This evening I entered the Alewife T station to an unsettling din of boy-yelling. The clamor rang out like a unruly boys choir, with unchanged male voices unleashing indiscernible warbles that were promptly lost within the cavernous station. As I neared the turnstiles, a young boy in a Boy Scout uniform approached me with a tray of tooth-picked bits of chocolate and clearly pronounced the sentiment of the mad chants: “Free fudge samples!”
Yes, it seems that the Boy Scouts are taking fund-raising tips from their female counterparts. And, not to be outdone by the puerile connotations of “Girl Scout Cookies,” they are hawking “Boy Scout Fudge.”
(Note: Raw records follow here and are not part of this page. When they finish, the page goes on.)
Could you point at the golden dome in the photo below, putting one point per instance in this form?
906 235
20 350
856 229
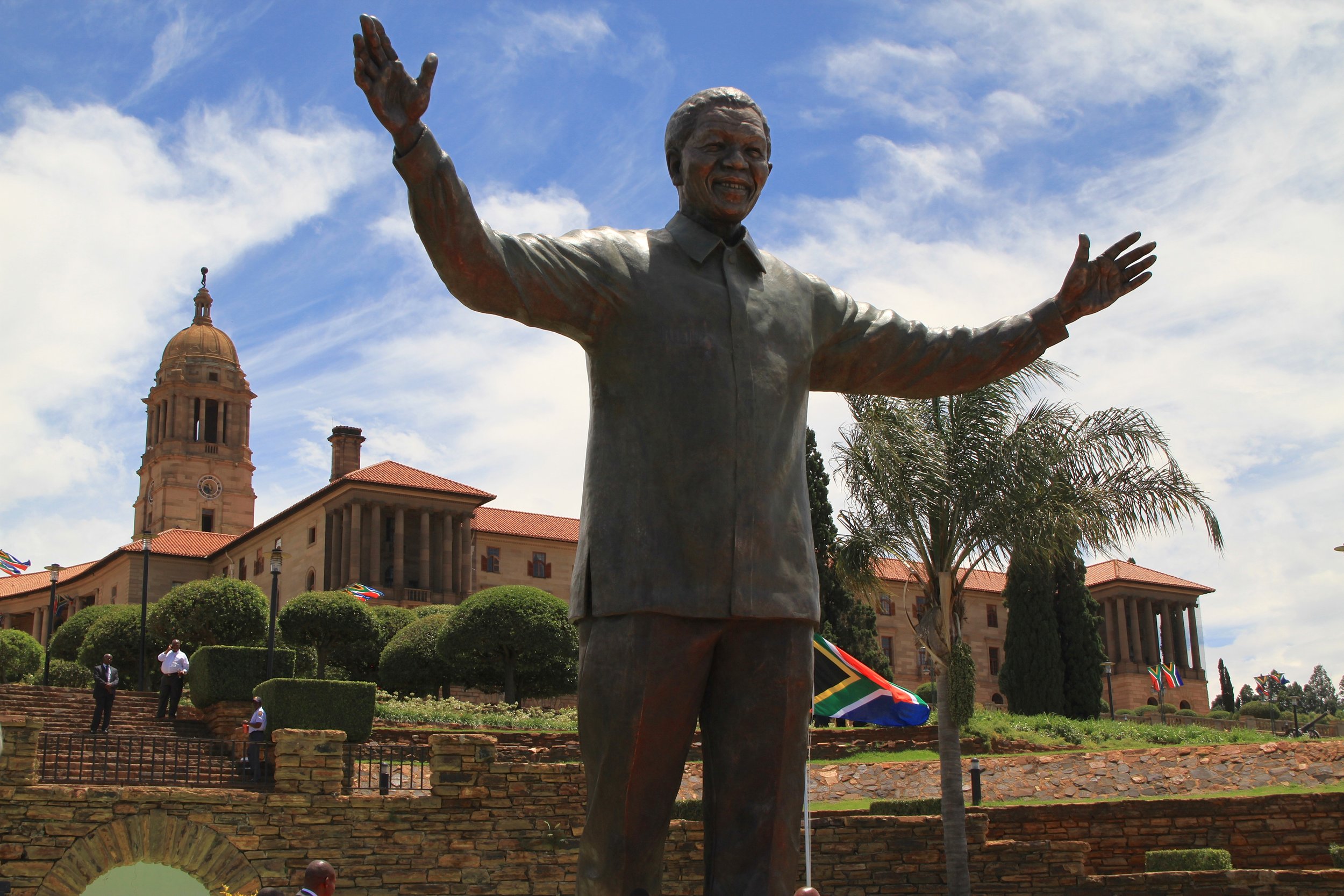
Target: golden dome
202 339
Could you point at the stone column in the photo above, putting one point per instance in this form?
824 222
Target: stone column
399 553
456 535
425 577
1195 658
1123 629
375 546
356 540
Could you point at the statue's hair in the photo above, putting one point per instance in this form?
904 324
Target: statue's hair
682 123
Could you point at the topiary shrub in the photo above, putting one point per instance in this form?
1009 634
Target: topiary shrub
1157 860
1260 709
210 612
319 706
689 809
69 637
117 632
19 655
515 639
412 661
63 675
327 621
221 673
929 806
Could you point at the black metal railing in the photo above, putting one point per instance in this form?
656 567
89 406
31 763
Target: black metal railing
386 768
152 761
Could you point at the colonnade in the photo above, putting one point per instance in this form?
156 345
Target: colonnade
358 548
1138 629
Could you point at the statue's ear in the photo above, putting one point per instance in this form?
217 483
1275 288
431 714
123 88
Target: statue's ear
675 167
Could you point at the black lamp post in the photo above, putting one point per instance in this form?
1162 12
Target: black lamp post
276 558
144 605
52 618
1111 695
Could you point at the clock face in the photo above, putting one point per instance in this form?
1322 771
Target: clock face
210 488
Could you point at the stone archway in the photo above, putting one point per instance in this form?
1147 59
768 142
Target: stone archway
154 837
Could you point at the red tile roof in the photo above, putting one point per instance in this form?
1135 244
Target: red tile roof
394 473
535 526
1101 572
183 543
1123 571
28 582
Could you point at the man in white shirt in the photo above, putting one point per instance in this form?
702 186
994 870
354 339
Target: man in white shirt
174 664
256 736
319 880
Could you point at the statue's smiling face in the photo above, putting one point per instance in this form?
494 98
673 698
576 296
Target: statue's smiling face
724 166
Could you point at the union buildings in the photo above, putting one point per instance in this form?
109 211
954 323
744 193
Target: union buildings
426 539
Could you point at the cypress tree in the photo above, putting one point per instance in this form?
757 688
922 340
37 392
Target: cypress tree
1227 699
1033 673
1081 648
846 622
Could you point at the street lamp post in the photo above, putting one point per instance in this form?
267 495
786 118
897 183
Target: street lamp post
52 618
1111 695
144 605
276 558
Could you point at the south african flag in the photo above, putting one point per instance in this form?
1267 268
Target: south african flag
845 688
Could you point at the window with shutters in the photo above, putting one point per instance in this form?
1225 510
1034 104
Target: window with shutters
539 569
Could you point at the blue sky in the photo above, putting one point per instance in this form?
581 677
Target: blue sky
937 159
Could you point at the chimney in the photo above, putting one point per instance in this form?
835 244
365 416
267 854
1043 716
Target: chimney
346 441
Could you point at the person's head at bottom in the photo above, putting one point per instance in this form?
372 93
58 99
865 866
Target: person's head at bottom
320 878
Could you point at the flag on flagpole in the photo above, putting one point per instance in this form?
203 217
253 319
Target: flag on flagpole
845 688
363 591
12 564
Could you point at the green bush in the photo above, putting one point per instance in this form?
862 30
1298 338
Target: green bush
689 809
1187 860
515 639
221 673
931 806
412 663
117 633
63 675
1260 709
19 655
327 621
210 612
318 706
69 637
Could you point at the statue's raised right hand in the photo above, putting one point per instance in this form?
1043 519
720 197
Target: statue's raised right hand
397 98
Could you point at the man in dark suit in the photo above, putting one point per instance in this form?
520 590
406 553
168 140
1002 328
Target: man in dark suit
105 680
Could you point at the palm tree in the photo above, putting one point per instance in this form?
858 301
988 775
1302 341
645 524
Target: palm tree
948 485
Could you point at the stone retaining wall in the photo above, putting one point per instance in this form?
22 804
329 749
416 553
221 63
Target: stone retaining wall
1086 776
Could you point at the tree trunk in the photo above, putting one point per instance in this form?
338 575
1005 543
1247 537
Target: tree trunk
953 802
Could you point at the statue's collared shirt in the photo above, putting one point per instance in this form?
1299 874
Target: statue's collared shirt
700 359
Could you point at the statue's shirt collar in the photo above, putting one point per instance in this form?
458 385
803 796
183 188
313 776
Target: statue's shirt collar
698 242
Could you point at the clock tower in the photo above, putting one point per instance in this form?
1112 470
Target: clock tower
197 468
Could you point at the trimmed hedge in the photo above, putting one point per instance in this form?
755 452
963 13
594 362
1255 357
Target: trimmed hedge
221 673
931 806
319 704
1187 860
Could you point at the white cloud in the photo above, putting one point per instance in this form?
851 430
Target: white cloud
105 219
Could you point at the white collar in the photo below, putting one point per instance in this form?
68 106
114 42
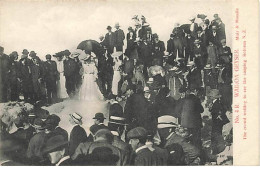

The samples were an enticement, you see, for $5 boxes of fudge stacked at a centrally-located folding table, manned by two moms who were watching their charges vigorously dart around the subway station while probably wishing they had daughters.
The unreceptive attitude of the commuter crowd did little to dampen the tykes’ enthusiasm; I suppose children might find it strange that adults aren’t as sugar-crazy as they are, but they seemed to nobly bear the downcast vacant eyes of the people who gently streamed past the ricocheting trays, intent on apathy.
While it always gladdens my heart to see Boy Scouts fearlessly brandishing their dorky uniforms to the world, there’s something distinctively unappetizing about accepting unwrapped confectionary from a tray borne by snot-covered hands in a subway station. Isn’t that how plagues start?